Case Study 3:
Case study 3:
Malmö central station virtual window/Elsewhere
Overview
Elsewhere is amulti-projection video art work which seeks to transform the reinforced concrete landscape of the Malmö C underground station into a wide open space. Through a projection device that evokes the perceptual experience from the train, the viewers will be invited to lose themselves in images during their wait. The projections acting as windows, the station itself becomes a train that loses its spatial and temporal rails, itinerant across the earth.
Project challenge:
The video landscapes on display on the platform walls. The train platform was a great location for this as a small but somehow silently beautiful nod to this historical conjunction between technologies of transport and technologies of vision. At the Malmö train station platform a projection that imitates the windows of a screen is a nod towards the train passenger’s view as cinematic glimpse into landscapes, people, things passing by, as well as a form of cinematic spectatorship where the projection wall could be seen as stabilized frames – a frozen film, or actually where the frames are frozen but the image magically carries on.
Audience: Tourists, passengers
Impact:
Most visitors arrived early to catch their train from Malmo to Gothenburg in tow decided to wait on the platform for the train. And Malmö central station virtual window caught these passengers’ attention. Waiting time is very long and there was no train at the platform, but instead people saw a series of moving landscapes on the wall.

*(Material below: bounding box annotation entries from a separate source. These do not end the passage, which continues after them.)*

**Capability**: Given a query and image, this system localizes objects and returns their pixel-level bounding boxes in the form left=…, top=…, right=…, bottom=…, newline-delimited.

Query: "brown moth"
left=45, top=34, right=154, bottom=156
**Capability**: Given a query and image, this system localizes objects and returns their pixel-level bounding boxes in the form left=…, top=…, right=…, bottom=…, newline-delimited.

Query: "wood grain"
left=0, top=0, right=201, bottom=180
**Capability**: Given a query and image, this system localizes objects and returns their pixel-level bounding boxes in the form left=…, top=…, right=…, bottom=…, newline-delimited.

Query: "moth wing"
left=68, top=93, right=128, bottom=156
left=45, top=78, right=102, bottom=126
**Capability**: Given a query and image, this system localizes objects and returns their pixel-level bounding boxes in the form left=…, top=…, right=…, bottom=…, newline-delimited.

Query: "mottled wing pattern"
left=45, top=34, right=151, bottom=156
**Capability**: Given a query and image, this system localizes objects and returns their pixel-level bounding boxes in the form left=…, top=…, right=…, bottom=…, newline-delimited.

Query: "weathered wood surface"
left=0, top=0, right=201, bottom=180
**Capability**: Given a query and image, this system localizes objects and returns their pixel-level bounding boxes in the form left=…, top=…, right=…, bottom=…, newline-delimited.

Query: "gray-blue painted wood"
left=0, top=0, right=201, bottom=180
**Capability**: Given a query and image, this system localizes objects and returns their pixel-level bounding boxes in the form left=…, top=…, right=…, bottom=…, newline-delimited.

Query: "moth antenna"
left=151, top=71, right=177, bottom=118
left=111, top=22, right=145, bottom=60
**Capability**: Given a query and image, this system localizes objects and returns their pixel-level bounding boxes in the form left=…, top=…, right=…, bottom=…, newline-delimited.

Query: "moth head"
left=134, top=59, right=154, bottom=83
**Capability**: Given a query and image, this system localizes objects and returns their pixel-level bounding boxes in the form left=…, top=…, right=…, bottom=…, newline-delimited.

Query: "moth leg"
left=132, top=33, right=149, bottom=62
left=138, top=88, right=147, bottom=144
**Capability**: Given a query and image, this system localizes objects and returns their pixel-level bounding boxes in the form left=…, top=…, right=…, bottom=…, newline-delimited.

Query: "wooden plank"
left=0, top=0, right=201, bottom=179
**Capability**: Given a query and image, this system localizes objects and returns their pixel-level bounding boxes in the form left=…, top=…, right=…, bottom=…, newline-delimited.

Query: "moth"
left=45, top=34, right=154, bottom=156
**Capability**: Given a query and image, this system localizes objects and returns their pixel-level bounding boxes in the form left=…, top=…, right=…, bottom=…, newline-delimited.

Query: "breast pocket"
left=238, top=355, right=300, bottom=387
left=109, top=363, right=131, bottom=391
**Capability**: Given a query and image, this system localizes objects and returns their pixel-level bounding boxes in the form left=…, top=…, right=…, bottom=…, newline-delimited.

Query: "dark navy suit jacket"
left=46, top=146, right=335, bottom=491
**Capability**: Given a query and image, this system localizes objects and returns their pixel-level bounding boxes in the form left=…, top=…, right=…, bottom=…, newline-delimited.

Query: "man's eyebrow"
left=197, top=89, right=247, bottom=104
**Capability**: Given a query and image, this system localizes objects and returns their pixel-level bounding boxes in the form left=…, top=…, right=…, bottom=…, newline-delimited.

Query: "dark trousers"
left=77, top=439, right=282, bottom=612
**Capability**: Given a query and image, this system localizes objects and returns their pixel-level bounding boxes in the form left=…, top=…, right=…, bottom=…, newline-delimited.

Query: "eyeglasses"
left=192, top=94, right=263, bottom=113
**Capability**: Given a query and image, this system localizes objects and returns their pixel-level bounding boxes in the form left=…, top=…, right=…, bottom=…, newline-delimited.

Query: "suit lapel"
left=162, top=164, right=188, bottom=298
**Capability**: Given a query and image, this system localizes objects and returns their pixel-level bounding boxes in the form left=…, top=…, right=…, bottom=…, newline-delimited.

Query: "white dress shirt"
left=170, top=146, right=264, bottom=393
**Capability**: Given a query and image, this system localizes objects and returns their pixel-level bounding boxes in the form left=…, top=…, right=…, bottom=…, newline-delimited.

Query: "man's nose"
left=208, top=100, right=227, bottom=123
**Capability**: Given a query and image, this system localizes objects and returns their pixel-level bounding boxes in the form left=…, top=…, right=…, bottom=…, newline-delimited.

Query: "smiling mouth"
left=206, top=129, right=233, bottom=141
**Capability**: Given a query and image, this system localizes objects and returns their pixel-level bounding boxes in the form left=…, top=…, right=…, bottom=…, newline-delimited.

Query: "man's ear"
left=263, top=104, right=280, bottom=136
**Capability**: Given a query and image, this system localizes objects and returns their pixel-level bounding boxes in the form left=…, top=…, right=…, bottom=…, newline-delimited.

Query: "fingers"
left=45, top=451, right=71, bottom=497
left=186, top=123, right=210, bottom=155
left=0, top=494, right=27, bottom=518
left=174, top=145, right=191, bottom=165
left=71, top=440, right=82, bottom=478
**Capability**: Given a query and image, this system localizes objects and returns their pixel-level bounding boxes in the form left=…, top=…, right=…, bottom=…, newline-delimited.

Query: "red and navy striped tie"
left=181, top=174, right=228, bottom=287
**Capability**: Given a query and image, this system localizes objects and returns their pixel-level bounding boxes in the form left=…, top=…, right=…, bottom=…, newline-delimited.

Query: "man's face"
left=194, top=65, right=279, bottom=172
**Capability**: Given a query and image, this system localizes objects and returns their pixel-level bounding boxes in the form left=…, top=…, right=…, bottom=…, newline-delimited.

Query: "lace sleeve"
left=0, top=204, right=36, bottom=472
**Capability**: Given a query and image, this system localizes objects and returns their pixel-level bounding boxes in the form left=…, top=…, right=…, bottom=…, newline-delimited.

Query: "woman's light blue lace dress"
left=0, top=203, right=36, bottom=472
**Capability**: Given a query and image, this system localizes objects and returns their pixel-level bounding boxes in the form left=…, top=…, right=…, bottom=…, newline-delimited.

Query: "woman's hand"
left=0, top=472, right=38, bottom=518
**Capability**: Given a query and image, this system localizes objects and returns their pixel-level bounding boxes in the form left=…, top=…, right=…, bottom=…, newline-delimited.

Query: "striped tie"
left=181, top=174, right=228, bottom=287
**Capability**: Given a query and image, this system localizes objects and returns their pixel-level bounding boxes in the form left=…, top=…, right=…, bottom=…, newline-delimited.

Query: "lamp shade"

At first, it seemed a bit strange. It was almost like I was sitting in a train watching the landscape pass by through the window except people were not on a train and yet had this visual illusion. In fact, after overcoming their slightly confused state, they started recognizing some of the world landmarks on display. To some extent, video installation intended to show waiting passengers’ visuals that they would see on train journeys around the world. It is actually a very creative work of art which draws in the viewer, engages them and puts them in a frame of mind to enjoy their train journey. To some extent, the installation opens up thoughts about our relationship to the distant past and to the invisible world, which surrounds us.
Craft:
The starting point for this work is the power movement and rhythm that is constantly generated by and in a railway station. The work focuses on energy from both a physical and existential perspective. The functions of the installation are symbiotically linked to the technical construction of the station building and City tunnel. Tracks of LED lights have been built into the wall of the station. They are in turn triggered and controlled by the arrivals and departures of the trains. The movements of the lights have been programmed to imitate the flocking behavior of small insects that come into the station when a train has left the platform and flee for the darkness of the tunnel again when a new train arrives.
Through a projection device that evokes the perceptual experience from the train, the viewers will be invited to lose themselves in images during their wait. The projections acting as windows, the station itself becomes a train that loses its spatial and temporal rails, itinerant across the earth. This virtual window system like a lost river flows continually into an underground passage. It is said that one never steps in the same river twice; comparably, the installation is elaborated in such a way that it is unlikely that a viewer on a fixed schedule will see the same image time and again. In terms of tempo, the visual window system is conceived as a release for the individual viewer. The recorded images are slowed down, in contrast with the speed of everyday urban life, in order to ease the experiential flow of time. In symbolic terms, this artwork highlights the importance of the Central Station as a node; in its primary sense, as a crucial railway link, but also metaphorically as a connection between the city and the entire world.